McConnell’s no global warming skeptic, and told members of the House Committee on Science, Space and Technology he thought the U.S. should reduce CO2 emissions. McConnell said the Clean Power Plan (CPP), however, will only reduce global CO2 emissions by 0.2 percent.

That’s virtually no impact on warming at a high cost. EPA’s rule would only reduce projected warming by 0.01 degrees Celsius and projected sea level rise by 1/100 of an inch — the equivalent as two human hairs.

“It’s a waste of citizens money,” McConnell said.

McConnell, who headed the Energy Department’s fossil fuel office under Obama, became the executive director of Rice University’s Energy and Environment Initiative 2013. McConnell was invited by Republican lawmakers to testify on the inadequacies of EPA’s plan to cut emissions.

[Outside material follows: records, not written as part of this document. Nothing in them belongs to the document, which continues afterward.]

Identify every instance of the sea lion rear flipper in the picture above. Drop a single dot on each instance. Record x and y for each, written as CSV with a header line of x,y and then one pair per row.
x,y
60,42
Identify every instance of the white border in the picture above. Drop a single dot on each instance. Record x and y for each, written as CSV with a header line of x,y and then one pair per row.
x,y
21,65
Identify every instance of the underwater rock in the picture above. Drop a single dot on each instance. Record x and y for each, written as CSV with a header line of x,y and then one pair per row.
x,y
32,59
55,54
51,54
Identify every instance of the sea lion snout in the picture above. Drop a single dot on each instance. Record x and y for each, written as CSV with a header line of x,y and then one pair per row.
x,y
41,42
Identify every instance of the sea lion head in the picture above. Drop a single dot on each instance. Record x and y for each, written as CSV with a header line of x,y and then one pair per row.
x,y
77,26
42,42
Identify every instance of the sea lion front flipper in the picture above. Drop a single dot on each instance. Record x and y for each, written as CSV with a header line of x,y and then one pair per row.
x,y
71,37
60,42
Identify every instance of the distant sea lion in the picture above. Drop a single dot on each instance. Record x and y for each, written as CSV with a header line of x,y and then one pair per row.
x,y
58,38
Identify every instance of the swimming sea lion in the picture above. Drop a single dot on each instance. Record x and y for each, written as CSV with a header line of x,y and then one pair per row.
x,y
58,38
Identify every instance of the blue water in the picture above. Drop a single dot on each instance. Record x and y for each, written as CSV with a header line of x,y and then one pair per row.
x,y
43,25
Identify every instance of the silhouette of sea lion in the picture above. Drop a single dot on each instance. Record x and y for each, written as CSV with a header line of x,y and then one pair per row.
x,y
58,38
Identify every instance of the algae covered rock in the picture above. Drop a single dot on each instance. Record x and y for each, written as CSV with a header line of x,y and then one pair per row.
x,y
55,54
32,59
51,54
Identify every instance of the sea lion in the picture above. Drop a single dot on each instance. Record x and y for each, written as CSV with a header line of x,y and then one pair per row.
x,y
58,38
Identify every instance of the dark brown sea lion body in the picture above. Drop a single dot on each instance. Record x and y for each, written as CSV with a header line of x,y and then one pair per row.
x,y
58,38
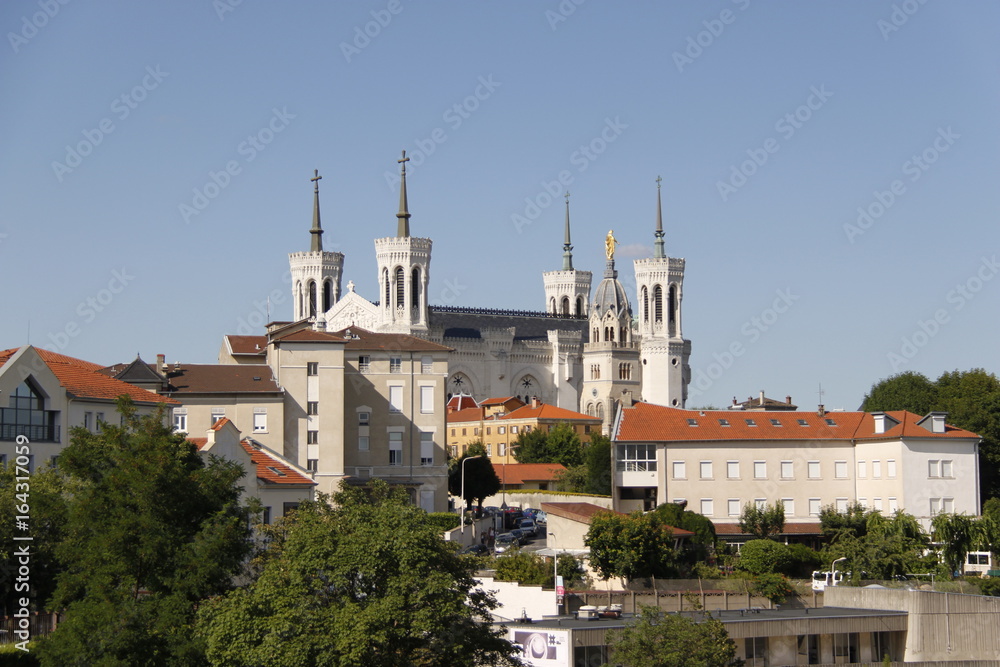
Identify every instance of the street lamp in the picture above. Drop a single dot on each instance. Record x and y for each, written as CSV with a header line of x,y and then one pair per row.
x,y
461,497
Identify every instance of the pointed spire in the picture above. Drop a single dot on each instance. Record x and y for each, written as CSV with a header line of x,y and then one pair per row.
x,y
403,226
317,230
567,246
658,244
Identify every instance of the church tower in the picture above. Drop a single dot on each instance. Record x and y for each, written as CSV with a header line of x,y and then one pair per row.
x,y
315,274
664,351
568,290
611,365
403,272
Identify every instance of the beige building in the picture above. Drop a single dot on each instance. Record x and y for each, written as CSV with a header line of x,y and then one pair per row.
x,y
498,422
44,394
719,461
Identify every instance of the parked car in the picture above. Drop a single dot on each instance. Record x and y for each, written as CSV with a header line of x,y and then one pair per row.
x,y
505,542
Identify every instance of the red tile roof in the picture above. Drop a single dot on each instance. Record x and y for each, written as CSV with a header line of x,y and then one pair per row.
x,y
272,470
520,473
645,422
83,379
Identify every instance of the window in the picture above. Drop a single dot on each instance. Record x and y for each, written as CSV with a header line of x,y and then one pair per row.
x,y
427,449
427,400
637,458
180,420
260,420
396,399
396,448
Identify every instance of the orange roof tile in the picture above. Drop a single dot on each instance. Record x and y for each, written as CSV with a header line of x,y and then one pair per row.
x,y
272,470
520,473
83,379
645,422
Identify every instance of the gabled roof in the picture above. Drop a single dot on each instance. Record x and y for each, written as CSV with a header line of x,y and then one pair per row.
x,y
252,345
521,473
645,422
222,379
272,470
546,411
83,379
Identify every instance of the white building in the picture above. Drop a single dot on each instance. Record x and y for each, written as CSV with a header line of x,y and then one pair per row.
x,y
718,461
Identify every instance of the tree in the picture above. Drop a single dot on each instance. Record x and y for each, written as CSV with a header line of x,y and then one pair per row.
x,y
46,491
481,480
362,582
632,546
762,522
656,639
151,529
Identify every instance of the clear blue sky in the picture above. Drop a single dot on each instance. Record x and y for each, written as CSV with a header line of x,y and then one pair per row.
x,y
830,102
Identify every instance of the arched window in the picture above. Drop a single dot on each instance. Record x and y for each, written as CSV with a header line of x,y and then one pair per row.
x,y
327,294
400,288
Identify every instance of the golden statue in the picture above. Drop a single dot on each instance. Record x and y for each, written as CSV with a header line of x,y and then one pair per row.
x,y
609,244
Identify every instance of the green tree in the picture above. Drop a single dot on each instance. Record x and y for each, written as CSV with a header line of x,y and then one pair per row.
x,y
46,491
657,639
632,546
762,522
364,582
481,480
151,529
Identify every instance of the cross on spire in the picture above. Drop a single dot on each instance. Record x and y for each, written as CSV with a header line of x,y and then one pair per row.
x,y
317,230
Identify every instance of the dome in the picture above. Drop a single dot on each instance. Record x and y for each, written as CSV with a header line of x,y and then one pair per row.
x,y
610,295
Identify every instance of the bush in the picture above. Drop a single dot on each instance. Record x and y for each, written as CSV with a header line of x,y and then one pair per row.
x,y
764,557
443,520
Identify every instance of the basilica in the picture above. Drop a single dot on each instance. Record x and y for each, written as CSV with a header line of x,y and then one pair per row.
x,y
585,351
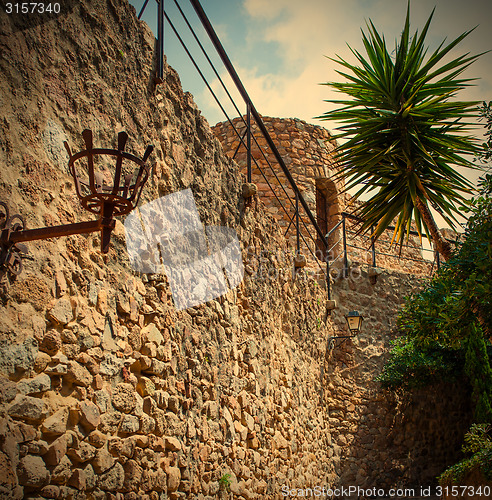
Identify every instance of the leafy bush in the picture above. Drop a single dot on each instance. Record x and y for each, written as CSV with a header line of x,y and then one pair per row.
x,y
478,442
412,366
446,327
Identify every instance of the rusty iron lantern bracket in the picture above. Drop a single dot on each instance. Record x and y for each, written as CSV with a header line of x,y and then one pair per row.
x,y
106,201
354,324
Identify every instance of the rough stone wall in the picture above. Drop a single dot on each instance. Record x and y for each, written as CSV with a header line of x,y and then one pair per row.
x,y
307,151
106,390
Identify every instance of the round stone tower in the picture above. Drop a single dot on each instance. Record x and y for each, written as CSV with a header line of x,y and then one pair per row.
x,y
307,151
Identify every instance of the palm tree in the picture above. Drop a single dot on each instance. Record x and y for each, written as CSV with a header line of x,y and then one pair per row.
x,y
406,135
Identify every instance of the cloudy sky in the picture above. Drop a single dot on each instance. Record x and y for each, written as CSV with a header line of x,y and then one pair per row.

The CPP forces states to cut CO2 emissions from power plants 32 percent by 2030. EPA has acknowledged the CPP on its own would do virtually nothing to stop projected global warming, that’s why the agency has said the CPP is necessary to spur global efforts to cut emissions.

“We see it as having had enormous benefit in showing sort of domestic leadership as well as garnering support around the country for the agreement we reached in Paris,” EPA Chief Gina McCarthy told lawmakers in March, referring to a recently signed United Nations climate deal.

McConnell’s testimony sharply criticized EPA’s CPP, and even slammed the agency for doing subpar analysis when it came to how cramming more green energy onto the electric grid would impact reliability.

He said EPA consulted with his office at DOE about future “resource adequacy” of the grid, not grid reliability. Resource adequacy refers to the sufficient theoretical capacity to meet predicted demand.

“This is simply theoretical, linguistic mumbo jumbo offered by that agency in order to sound like an analysis,” McConnell said. “It’s theoretical, but it’s not thoughtful.”